Bayou St. John Urban Marsh Monitoring
Scientific monitoring is an essential part of any restoration project, in order to be able to assess successes and failures, rate of change and to gain lessons learned. Monitoring helps to adaptively manage projects if needed and also helps to make future projects of the same type more successful by applying lessons learned forward. At the Bayou St. John Urban Marsh, a monitoring program was set track the changes in vegetation and soil over time. Since mostly only one species of plant was planted we expect diversity to increase over time. Also, after the planting, there was still a lot of bare ground which we would expect plants to fill in over time. The dredge material that was placed was very sandy. We would expect the soils to become more organic over time as wetland plants decomposed and roots spread. The monitoring program tracks these changes over time.
One meter square quadrats were used to assess the vegetation at 42 sites in the created marsh. All live vegetation within each quadrat was identified to species and % cover of each species was determined. The total live vegetative cover in each quadrat was also determined. Soil cores were collected at all 42 plots and analyzed for bulk density (a measure of soil compaction) and % organic matter. The elevation of each of the 42 plots was also measured using a high precision GPS. This allowed for the tracking of elevation changes over time with potential settling, erosion, or deposition.
The monitoring revealed that many freshwater annual and perennial plants colonized the wetland on their own but the plants that were planted remained dominant after three years. Total percent cover did not get as high as expected, most likely due high water levels causing extended inundation. Overall, the wetland creation project has been successful so far, and has maintained and flourished in it's first three years. More details about the monitoring results can be found in our report "Bayou St. John Urban Marsh Monitoring Report 2014-2019."

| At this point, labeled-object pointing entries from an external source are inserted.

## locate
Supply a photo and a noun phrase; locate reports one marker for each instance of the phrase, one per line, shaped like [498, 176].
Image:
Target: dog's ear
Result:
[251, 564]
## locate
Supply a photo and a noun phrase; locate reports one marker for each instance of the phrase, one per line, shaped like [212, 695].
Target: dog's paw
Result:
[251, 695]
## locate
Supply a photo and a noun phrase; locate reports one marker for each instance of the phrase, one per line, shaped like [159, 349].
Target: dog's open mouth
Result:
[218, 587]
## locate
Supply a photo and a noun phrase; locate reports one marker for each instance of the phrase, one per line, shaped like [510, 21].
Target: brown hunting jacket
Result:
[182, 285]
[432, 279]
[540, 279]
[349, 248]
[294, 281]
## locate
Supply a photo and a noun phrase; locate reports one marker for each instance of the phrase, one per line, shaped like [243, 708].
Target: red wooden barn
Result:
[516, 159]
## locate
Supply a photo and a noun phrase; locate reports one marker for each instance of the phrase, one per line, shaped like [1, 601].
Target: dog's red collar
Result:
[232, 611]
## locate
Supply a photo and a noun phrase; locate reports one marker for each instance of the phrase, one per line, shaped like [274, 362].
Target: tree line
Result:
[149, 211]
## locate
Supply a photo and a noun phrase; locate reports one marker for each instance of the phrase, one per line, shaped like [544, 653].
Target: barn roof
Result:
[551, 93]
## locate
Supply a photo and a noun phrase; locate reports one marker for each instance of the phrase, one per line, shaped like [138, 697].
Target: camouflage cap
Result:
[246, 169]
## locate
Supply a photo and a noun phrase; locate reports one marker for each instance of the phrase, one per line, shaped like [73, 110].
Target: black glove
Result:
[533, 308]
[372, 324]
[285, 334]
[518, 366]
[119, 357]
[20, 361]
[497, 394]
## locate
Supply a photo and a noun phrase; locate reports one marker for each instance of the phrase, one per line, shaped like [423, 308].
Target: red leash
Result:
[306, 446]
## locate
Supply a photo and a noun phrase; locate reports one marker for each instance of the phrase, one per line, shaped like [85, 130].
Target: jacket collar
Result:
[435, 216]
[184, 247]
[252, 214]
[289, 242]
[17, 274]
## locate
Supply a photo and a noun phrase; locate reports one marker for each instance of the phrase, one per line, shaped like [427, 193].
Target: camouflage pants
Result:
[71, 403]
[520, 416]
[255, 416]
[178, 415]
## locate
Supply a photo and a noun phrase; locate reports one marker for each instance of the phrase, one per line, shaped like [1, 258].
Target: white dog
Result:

Improving the Health of Bayou St. John
The Bayou St. John Urban Marsh is part of a larger project to improve the health of Bayou St. John. Restoration to the historical condition is impossible due to urbanization along the banks of the bayou. At the mouth of the bayou the channel was dredged in order to increase flow into the bayou when the flood gates are opened. By having natural wetlands close to the opening, it is intended to encourage organisms to use and live in the wetland and then when the gates are opened, the organisms are swept into the bayou. By introducing the fresh, oxygenated water and small organisms that are the basis of the food chain, the health of the bayou will be improved. Water from the bayou is pumped into City park and becomes part of the lagoon system.
Dredging the channel allows more flow to enter the bayou when the sector gates are opened. The created marsh nearby provides a home for organisms at the base of the food chain which are swept into the bayou when the gates are open. This provides a food source for larger animals that live in the bayou.
Visit the Flourishing Bayou St. John Urban Marsh!
The Bayou St. John Urban Marsh is a success, with vegetation flourishing and animals rapidly moving in. Anglers have noted increased fish numbers and diversity, and shorebirds, waders and ducks are feeding in the new habitat. It is a living classroom and a laboratory for restoration, and puts regional problems in a local perspective: the half-acre marsh is the area lost every half hour in south Louisiana. The urban oasis provides a place for citizens to fish, relax, and recreate.